Impresa costosa da 65 milioni di dollari, quattro mesi di riprese, negli studi tedeschi di Babelsberg, ma anche in Sassonia, Berlino e Inghilterra, un cast all-star, con lo stesso Clooney a guidare sullo schermo nei panni del carismatico professor Frank Stokes, tra il 1944 e il 1945, quel manipolo di esperti poco bravi a sparare ma abili nell’inseguire le tracce dei quadri: gli yankee Bill Murray, John Goodman, Matt Damon e Bob Balaban, il britannico Hugh Bonneville e il francese Jean Dujardin (sì, quello di “The Artist”). C’è anche una donna, incarnata da Cate Blanchett, una francese ispirata alla vera Rose Volland: fu lei, vicina alla Resistenza ma ingaggiata dai nazisti per catalogare le opere d’arte, a indicare le numerose miniere di sale in cui erano stati stipati e nascosti dai nazisti quei capolavori di incommensurabile valore.
«La cultura dei popoli è la loro vita. Quando i talebani hanno distrutto edifici storici e musei, senza che i soldati americani pensassero a proteggerli, hanno privato un popolo della propria identità» spiega Matt Damon, amico e sodale di Clooney, tanto da accettare la parte inizialmente scritta per Daniel “007” Craig. Che fosse l’arte “degenerata” di Picasso, Dalì, Klee e Mirò, o quella classica di Rembrandt, Vermeer, Cezanne e Rodin, i nazisti misero in atto una gigantesca operazione di trafugamento pilotata dallo stesso Hermann Göring: lo vediamo, nell’incipit, osservare soddisfatto una collezione di gemme provenienti da ogni parte d’Europa.

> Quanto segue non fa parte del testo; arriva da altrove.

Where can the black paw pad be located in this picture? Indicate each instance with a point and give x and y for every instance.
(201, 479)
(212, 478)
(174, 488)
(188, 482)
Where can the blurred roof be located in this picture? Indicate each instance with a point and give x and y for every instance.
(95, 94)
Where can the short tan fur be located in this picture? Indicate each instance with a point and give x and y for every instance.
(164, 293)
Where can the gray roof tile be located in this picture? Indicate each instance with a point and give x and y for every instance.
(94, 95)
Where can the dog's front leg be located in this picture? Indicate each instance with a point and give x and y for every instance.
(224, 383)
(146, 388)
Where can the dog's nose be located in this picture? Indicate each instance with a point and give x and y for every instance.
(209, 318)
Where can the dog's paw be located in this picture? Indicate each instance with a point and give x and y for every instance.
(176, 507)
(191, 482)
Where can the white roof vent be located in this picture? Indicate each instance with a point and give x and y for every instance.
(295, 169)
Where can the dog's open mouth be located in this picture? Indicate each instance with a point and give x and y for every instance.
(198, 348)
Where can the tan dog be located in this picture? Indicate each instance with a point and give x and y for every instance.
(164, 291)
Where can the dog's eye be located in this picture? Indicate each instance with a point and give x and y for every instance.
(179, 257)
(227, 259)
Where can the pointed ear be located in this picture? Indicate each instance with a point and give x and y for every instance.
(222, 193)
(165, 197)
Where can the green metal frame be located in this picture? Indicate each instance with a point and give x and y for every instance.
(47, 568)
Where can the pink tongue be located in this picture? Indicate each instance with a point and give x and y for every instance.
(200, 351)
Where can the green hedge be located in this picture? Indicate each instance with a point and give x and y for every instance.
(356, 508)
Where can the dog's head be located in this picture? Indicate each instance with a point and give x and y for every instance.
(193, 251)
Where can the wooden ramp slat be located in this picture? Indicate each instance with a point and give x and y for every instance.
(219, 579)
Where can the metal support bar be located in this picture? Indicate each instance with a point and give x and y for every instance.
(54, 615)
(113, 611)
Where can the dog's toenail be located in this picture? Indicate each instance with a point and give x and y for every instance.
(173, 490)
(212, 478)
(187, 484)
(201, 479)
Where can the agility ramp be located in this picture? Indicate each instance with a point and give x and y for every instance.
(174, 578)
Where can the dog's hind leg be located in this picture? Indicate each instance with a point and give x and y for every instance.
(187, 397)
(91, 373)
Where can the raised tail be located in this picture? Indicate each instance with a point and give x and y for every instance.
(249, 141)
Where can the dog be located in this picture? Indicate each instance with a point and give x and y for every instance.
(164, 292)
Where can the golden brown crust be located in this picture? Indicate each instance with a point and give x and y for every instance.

Il film di Clooney, per creare la giusta suspense e animare il plot narrativo, si concentra sulla caccia a due capolavori “scomparsi”: una grande pala d’altare del maestro fiammingo Jan van Eyck e appunto la Madonna di Michelangelo, entrambe provenienti da due chiese. Il rischio è che vengano distrutte dai tedeschi o recuperate dall’Armata Rossa (anche i sovietici avevano organizzato una speciale brigata), così Stokes deve sbrigarsi: tutto porta verso una miniera dalle parti di Altaussee, in Austria, e sarà una corsa contro il tempo.
Sostiene Clooney, oggi 52enne e perfetto in divisa e col baffetto brizzolato: «Il film di guerra sono una genere nobile, ma in più questa storia aveva due vantaggi. Pur essendo autentica, era poco conosciuta, e soprattutto priva di un certo cinismo alla moda. Qui ci sono tipi gloriosi e per nulla bastardi». Il riferimento ironico è a Tarantino, al suo potente “Bastardi senza gloria”. Clooney regista sceglie una strada diversa, più classica, da anni Sessanta, con intermezzi di commedia miscelati a torsioni drammatiche, una mezza storia d’amore e riferimenti vari, per diretta ammissione, a film come “La grande fuga” di John Sturges, “I guerrieri” con Clint Eastwood o “Il treno” con Burt Lancaster. Il clima generale è vagamente passatista, da cinema d’altri tempi, e chissà se piacerà al pubblico italiano; ma poi ci sono momenti che lasciano il segno: quel bambino tedesco trasformato in forsennato cecchino, quel soldato sbandato della Wermacht che cita John Wayne fumando una sigaretta insieme a due “monuments men”, quel ritratto di donna appartenente a una famiglia ebrea gasata ad Auschwitz che Matt Damon riappende pietosamente al suo posto, nella casa parigina ormai vuota.